Troubleshooting: false positives and noise
False positives
A false positive is an alert that fired when the system was actually fine. It's a more general problem than flapping (troubleshooting-flapping-monitors) — the cure is similar but worth thinking about distinctly.
diagnose first
Before tuning, ask: was the customer-facing request actually fine, or did our check just disagree?
- Check the upstream's own metrics for the same window. If they were 100% healthy, the false positive is real.
- Check the assertion that failed. Was it about the customer experience, or an implementation detail?
If the upstream had a real blip — even one your customers wouldn't notice — that is a true positive. The right fix is upstream, not in DevFlow.
fix candidates
- Loosen the assertion to what customers actually depend on. A response that returns a stable contract but with a new optional field shouldn't fail your check.
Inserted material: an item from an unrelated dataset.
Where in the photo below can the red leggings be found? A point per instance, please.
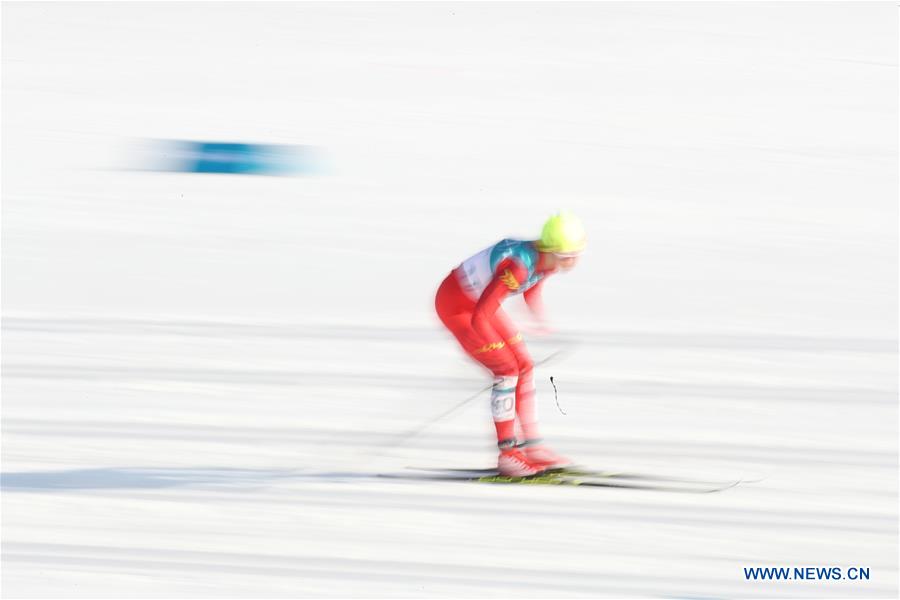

- Move from monitor-failure paging to SLO burn-rate paging. A 0.5% blip doesn't trip a 14.4× burn rate over a 1h window — see slo-multi-window-alerting.
- Use multi-region with multi-region-setup fail-quorum to absorb single-edge weirdness.
- Use retry-policy for endpoints with known transient noise.
TLS-related noise
If you keep getting handshake failures, check whether your server's cert chain includes the intermediate. Browsers fix this with cached intermediates; curl and our probe don't. mtls covers the related debug command.
rate-limit-related noise
If your service rate-limits anonymous traffic, you may see DevFlow's checks getting 429. Service-account auth + IP allow-list (rest-api-authentication) is the usual fix on your side.
still seeing false positives?
devflow monitor inspect <name> --window 7d --include-assertionsPrints assertion-by-assertion outcomes for every check. Pattern-match what's failing — it's usually obvious.